Review: Dreaming of Rob Ford (East End Performance Crawl)

Dreaming of Rob Ford, about the follies of Toronto’s mayor, kicks off the East End Performance Crawl

Crows Theatre’s East End Performance Crawl opened last night with the world premier of  Dreaming of Rob Ford, a monologue created and performed by Mike Daisey.

Daisey is a monologist. He’s famous – or infamous – for The Agony and the Ecstasy of Steve Jobs which led to a scandal that he referred to a couple of times last night.

Local media has had quite a few articles that talk about the scandal but you don’t need to know about it to understand and enjoy Dreaming of Rob Ford.
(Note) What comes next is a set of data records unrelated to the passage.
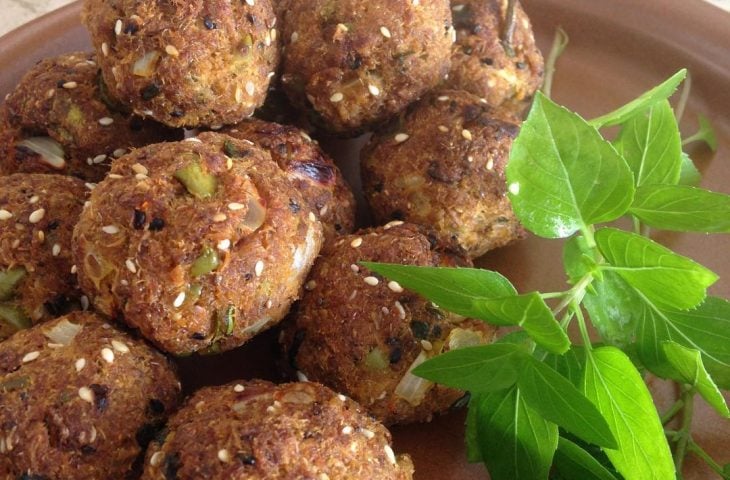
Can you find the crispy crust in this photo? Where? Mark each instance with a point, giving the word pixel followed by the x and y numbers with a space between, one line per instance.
pixel 48 288
pixel 355 63
pixel 201 63
pixel 257 430
pixel 143 269
pixel 480 63
pixel 62 98
pixel 312 172
pixel 360 338
pixel 447 174
pixel 65 418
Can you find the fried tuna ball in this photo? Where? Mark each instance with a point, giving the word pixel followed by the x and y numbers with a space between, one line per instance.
pixel 60 120
pixel 361 334
pixel 495 56
pixel 37 216
pixel 80 400
pixel 257 430
pixel 355 63
pixel 186 63
pixel 443 167
pixel 199 244
pixel 309 168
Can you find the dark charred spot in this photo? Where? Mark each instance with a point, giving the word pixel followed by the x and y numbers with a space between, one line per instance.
pixel 139 219
pixel 101 399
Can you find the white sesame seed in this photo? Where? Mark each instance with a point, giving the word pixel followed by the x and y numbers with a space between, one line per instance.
pixel 29 357
pixel 37 215
pixel 395 286
pixel 86 394
pixel 120 347
pixel 107 354
pixel 389 453
pixel 179 300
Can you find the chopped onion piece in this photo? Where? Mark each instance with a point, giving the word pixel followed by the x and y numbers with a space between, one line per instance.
pixel 50 150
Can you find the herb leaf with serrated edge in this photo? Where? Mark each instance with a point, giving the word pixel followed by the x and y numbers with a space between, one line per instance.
pixel 682 208
pixel 664 277
pixel 563 176
pixel 614 385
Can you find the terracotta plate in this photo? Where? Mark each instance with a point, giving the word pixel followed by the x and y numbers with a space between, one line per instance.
pixel 618 49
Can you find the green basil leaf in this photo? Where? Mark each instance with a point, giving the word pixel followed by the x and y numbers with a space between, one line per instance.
pixel 614 385
pixel 651 145
pixel 516 443
pixel 688 174
pixel 688 362
pixel 642 103
pixel 455 289
pixel 574 463
pixel 557 400
pixel 682 209
pixel 664 277
pixel 563 176
pixel 477 369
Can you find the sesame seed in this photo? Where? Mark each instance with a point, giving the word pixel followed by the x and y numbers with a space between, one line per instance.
pixel 86 394
pixel 37 215
pixel 177 303
pixel 130 265
pixel 389 453
pixel 29 357
pixel 107 355
pixel 395 286
pixel 120 347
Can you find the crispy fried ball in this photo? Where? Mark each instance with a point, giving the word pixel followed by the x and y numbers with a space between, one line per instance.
pixel 484 64
pixel 355 63
pixel 361 335
pixel 59 119
pixel 310 170
pixel 186 63
pixel 199 244
pixel 260 431
pixel 80 400
pixel 37 216
pixel 443 166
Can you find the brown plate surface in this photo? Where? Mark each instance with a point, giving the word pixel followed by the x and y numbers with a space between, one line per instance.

He opened his piece with a definition of schadenfreude that included an explanation of long German words and how they come to exist that was brilliant. Why schadenfreude? Because it’s not the Canadian way. He sees Canadians as reasonable people, emotionally low key and polite. Schadenfreude is new for us.

Dreaming of Rob Ford is only tangentially about Rob Ford. Most of the the show is tangential. Daisey says something that triggers something else and he’s off down that path, riffing on something that caught his attention and then on to something else.
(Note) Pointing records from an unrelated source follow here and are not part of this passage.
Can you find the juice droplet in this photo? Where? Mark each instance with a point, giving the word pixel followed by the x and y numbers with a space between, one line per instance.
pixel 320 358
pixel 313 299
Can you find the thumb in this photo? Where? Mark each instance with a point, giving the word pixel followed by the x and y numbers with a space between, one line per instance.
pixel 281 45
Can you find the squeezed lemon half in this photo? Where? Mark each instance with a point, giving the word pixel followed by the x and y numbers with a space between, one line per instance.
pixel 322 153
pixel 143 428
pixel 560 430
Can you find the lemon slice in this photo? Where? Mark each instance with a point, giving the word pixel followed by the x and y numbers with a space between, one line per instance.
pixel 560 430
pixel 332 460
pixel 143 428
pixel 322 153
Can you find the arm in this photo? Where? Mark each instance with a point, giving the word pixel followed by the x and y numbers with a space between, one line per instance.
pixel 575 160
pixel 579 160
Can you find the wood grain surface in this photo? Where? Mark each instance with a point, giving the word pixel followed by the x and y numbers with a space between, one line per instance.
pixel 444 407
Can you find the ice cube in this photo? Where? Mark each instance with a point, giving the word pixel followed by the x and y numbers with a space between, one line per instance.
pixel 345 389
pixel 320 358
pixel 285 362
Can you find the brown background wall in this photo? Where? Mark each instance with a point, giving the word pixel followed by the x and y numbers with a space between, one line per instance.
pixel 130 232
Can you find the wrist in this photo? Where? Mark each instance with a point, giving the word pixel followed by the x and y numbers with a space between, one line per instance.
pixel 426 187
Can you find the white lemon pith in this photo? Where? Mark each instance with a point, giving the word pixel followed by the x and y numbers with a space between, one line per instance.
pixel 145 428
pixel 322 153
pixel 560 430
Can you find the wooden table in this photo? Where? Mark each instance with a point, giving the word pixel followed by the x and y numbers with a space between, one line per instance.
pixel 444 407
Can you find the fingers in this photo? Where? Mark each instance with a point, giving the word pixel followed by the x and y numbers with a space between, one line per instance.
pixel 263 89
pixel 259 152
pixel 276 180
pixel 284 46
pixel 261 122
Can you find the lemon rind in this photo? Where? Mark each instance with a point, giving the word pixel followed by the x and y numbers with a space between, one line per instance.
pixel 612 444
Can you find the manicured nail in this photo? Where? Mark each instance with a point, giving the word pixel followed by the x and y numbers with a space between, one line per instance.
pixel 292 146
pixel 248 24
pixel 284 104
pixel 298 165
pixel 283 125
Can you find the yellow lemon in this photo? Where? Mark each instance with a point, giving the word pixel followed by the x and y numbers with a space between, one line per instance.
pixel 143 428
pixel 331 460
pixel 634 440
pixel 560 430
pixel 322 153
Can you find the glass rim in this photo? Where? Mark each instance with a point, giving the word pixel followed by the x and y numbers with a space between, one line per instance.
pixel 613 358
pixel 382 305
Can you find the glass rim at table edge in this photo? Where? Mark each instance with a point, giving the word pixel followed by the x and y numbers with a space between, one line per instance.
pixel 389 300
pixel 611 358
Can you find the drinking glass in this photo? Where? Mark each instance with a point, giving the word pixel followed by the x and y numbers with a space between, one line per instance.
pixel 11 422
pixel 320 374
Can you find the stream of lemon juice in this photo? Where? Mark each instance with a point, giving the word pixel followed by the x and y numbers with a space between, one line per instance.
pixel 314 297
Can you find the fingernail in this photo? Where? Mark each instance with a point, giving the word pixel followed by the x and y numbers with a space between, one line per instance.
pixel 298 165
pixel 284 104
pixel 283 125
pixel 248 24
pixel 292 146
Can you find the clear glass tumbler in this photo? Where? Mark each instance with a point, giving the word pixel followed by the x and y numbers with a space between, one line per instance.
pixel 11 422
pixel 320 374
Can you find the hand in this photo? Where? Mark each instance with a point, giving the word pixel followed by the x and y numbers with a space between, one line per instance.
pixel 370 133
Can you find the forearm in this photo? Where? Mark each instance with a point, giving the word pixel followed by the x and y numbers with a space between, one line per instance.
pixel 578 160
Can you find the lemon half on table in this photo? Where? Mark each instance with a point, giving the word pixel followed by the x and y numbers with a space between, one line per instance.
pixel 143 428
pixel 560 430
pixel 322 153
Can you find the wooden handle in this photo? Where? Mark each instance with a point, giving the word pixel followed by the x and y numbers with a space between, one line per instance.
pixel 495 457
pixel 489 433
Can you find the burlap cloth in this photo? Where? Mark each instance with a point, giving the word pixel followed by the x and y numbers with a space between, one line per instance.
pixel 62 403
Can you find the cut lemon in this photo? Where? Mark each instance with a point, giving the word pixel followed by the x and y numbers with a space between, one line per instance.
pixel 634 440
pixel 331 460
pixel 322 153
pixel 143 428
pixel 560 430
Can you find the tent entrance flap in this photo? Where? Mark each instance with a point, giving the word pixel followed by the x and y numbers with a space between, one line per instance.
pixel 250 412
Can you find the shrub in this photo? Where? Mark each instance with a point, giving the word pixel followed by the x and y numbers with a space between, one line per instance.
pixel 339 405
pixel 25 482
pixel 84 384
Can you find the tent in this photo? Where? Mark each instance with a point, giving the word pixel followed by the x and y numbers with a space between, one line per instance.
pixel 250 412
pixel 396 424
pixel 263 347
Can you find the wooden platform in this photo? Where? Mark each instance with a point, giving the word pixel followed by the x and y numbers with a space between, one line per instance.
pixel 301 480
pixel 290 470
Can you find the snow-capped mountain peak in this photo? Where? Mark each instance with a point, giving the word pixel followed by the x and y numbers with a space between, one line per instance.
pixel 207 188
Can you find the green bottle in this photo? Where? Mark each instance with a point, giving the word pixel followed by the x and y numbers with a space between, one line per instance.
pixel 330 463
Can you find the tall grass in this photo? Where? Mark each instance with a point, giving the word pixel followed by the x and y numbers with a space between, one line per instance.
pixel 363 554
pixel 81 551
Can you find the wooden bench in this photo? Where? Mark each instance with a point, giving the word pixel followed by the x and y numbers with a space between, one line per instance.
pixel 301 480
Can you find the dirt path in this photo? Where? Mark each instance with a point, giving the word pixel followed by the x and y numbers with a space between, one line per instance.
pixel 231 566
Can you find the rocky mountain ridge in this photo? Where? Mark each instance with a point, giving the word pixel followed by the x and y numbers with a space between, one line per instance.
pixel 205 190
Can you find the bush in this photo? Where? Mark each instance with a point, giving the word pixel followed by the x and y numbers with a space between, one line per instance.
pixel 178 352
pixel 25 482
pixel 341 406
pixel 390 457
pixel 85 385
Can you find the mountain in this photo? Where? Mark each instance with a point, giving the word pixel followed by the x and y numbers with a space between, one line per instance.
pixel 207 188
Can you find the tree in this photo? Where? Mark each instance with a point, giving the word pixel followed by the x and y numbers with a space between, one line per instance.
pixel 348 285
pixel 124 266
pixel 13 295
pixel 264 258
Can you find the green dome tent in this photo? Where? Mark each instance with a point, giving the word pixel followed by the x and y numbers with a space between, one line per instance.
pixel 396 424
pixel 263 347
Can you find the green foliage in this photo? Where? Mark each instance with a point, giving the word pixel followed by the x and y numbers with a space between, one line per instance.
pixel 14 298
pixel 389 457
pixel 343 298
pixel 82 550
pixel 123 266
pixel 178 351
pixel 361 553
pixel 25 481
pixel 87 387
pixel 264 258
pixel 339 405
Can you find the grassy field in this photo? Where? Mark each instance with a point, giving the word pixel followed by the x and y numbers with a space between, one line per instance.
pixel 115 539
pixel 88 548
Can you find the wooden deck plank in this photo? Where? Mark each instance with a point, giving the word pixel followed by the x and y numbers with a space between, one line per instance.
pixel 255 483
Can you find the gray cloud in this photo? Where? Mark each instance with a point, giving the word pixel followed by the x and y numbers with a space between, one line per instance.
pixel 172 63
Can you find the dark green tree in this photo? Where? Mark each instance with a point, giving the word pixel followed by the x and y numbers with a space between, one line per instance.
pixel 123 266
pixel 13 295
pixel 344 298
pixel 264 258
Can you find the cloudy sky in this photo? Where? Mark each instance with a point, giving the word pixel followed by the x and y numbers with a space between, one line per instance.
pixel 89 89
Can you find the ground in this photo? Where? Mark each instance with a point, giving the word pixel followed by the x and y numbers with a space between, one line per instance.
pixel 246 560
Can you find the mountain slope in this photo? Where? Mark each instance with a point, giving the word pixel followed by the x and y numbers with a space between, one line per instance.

The first half of the show is fast and very funny. Daisey’s humour has a sharp edge that I like. His use of language is impressive. He chooses exactly the right word every time and uses language in a way that we don’t often hear anymore. He made me think of a smart and articulate professor doing a brilliant stand-up piece while sitting at a desk. He said that he isn’t being paid enough to stand up.

I tried to take notes but gave up early in the evening. Daisey’s brain works too fast for my hand. There were a couple of things that I did manage to note. In response to Ford’s lying, he said “He’s an addict. Of course he lied. Addicts lie.” He then said that it’s in the User Manual of Addiction – addicts lie. I love the idea of a User Manual of Addiction.

The second half of the show is a bit slower, a bit darker, still funny but not ‘pee your pants’ funny. Just as well. Two hours of hysterical laughter would be too much. Daisey talks about being asked to come to Toronto to perform in the festival. He says, almost as a throw away line, that it came when he was seriously considering killing himself. He offered to do a show about Rob Ford without knowing much about him, so he read everything he could find about Ford and decided that the way to really understand him was to come to Toronto and smoke crack.

He described driving around with someone from the festival in search of a crack house, and was told “don’t say crack house!” So he refers to it as a house where crack is smoked. He describes the abused Ikea sofa, the drugs served from an Altoids tin, waking up in the morning and not knowing where he was.

Is it true? Did Daisey really smoke crack in Toronto? I don’t know. I don’t think it matters. Whether this was real life or an imagined experience it gave him a context for Rob Ford. I’m a big fan of monologues and Daisey is a master of the genre. It felt as if he was improvising on stage, as if this was all off the cuff, performed without a script. That’s terrific acting.

There are only two more performances of Dreaming of Rob Ford so clear your calendar, buy your tickets, and go see a master at work. Daisey has said that he will only perform the piece in Toronto so act fast.

Details:

  • Dreaming of Rob Ford is playing at the Big Picture Cinema (1035 Gerrard St E.) until May 23rd.
  • Performances are at 8 pm
  • Tickets are $40.00
  • Tickets are available online and at the door.